Common security issues Diamond catches that human reviewers often miss:

  • Timing attacks in comparison functions (using == instead of constant-time comparison for secrets)
  • SSRF vulnerabilities in code that makes outbound requests based on user input
  • Missing Content-Security-Policy headers in new routes
  • Credential exposure in log statements
  • Incorrect JWT validation (checking signature but not expiration)

These are the issues where the cost of a miss is high and the AI's pattern-matching is directly applicable.


Test coverage gaps

AI reviewers are increasingly good at identifying missing test coverage. CodeRabbit and Greptile will comment when a PR adds new logic paths without corresponding tests.

This is one of the more useful AI review behaviors because it's objective (either there's a test for this branch or there isn't) and because it replaces a human reviewer having to mentally trace the code to find uncovered paths.

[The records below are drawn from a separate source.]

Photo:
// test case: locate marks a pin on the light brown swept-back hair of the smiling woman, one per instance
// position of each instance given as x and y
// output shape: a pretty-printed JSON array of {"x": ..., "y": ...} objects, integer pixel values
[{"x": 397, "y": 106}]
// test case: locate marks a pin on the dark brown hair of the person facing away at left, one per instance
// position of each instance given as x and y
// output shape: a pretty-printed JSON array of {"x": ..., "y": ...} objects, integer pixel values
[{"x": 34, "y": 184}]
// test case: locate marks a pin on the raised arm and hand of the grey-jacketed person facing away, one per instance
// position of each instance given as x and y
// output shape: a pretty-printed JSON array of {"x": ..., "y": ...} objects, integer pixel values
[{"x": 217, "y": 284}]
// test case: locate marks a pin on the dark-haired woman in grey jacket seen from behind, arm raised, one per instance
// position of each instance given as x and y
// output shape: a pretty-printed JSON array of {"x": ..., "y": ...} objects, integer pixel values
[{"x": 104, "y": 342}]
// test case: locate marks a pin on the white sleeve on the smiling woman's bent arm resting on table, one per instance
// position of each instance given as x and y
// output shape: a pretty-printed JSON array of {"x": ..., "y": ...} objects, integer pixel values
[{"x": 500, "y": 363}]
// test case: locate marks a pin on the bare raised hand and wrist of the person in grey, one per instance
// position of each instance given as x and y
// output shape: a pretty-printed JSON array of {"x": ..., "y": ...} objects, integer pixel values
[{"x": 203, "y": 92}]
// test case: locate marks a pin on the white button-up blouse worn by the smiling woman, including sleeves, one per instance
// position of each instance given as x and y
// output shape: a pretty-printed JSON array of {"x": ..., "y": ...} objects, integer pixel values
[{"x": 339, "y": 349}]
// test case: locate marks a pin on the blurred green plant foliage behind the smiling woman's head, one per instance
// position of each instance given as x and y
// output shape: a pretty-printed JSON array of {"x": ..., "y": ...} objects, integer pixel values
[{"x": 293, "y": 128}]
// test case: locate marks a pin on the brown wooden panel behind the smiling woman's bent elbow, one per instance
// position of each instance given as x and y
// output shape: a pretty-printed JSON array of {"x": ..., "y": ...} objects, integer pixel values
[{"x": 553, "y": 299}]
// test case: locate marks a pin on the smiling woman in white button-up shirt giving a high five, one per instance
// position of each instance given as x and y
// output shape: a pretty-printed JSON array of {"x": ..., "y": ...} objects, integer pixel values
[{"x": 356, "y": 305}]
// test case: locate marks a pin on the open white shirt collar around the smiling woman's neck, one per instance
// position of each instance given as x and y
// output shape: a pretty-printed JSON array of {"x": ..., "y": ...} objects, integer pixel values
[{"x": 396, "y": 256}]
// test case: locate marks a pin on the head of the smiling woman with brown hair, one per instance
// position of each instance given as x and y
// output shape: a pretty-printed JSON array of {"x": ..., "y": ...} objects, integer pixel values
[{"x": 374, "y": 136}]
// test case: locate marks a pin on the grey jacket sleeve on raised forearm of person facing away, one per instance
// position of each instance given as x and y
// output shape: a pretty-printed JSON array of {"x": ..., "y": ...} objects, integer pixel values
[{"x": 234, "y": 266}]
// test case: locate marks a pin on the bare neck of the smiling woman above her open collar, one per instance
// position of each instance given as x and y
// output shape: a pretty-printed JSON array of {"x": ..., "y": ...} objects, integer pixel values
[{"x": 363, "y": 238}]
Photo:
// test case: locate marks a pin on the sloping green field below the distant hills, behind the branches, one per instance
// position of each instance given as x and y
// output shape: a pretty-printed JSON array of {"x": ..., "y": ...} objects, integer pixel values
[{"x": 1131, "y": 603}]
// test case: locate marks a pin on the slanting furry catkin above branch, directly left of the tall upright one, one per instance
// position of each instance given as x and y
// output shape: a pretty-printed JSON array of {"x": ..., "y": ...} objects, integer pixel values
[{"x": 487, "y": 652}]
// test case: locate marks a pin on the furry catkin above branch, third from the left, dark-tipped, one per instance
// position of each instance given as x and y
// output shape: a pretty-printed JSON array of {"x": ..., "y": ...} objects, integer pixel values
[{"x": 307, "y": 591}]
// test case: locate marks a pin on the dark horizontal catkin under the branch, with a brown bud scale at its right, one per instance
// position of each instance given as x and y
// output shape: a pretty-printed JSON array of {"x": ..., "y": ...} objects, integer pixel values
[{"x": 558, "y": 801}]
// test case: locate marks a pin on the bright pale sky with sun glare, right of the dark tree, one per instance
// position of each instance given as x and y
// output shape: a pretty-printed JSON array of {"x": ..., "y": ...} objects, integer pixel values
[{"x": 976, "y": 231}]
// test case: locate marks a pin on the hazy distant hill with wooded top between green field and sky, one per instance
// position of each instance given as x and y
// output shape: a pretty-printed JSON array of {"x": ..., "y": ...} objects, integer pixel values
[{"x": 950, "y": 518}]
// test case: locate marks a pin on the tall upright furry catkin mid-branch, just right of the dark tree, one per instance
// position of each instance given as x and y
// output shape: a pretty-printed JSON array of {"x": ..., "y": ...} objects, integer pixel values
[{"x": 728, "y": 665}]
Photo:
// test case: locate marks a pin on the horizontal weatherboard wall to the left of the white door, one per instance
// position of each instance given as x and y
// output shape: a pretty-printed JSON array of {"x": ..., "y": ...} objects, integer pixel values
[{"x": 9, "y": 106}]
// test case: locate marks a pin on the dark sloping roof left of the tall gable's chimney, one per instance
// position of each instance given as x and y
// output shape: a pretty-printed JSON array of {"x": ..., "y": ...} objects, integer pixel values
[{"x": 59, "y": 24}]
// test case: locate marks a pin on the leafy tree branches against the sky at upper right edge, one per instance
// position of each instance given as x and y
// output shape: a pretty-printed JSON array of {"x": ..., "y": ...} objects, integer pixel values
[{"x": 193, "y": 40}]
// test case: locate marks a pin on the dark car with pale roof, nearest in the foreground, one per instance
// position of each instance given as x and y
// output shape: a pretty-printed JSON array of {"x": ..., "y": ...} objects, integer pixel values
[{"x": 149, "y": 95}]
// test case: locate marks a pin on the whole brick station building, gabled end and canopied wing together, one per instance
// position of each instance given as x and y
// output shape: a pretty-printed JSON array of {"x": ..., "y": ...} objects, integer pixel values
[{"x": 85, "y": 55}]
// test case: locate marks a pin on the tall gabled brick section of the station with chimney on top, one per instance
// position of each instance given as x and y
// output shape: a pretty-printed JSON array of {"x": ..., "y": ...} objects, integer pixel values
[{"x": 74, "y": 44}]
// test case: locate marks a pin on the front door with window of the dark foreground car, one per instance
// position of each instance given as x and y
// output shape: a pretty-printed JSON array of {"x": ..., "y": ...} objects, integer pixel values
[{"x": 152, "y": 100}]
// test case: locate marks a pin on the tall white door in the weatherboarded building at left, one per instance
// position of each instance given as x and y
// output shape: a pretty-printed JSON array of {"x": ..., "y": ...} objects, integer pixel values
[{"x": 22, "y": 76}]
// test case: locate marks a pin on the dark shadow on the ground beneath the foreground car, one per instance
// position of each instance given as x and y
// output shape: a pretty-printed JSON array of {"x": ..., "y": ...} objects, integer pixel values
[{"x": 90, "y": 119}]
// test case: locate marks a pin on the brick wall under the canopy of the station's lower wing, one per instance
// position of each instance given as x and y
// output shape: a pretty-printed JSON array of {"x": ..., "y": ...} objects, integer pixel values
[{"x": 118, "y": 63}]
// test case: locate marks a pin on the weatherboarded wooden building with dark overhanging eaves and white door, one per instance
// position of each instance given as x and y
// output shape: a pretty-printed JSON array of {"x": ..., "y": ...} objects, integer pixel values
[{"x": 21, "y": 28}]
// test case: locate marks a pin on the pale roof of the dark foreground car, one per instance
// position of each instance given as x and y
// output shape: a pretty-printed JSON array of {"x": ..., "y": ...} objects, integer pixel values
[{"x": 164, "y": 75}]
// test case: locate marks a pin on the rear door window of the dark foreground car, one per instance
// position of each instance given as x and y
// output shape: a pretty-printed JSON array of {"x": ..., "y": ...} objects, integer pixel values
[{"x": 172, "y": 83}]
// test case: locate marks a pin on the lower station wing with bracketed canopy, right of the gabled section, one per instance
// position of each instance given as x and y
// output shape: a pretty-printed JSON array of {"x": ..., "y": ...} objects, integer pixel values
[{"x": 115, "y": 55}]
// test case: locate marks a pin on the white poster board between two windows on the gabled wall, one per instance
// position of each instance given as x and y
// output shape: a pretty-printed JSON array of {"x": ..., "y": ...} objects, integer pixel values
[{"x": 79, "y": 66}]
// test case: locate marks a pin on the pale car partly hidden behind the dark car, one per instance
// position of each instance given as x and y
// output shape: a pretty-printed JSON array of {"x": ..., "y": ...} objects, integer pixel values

For teams without strict coverage requirements (common for startups and small teams), AI-enforced test coverage suggestions are a low-friction way to improve test hygiene without making it a hard gate.


Practical starting points

If you're introducing AI code review to a team for the first time:

Start with CodeRabbit on a free trial. Configure the chill profile and only the path filters. Run it for two weeks before changing anything. After two weeks, look at the comment history: which types of comments have been the most useful? Configure path instructions based on what you learned.

Don't introduce it as "replacing human review." Introduce it as "a first pass that catches the obvious stuff so human review can focus on the important stuff." This framing is more accurate and it avoids the defensive reaction that comes from "AI is reviewing our code now."

Measure it. Track useful comment rate, track how long PRs take to merge (with and without AI review), track the types of bugs AI catches. The goal is evidence that the tool is adding value, not faith that it must be.

AI code review done well is a genuine productivity tool. Done badly, it's another notification to mute. The difference is configuration and workflow design, not which tool you picked.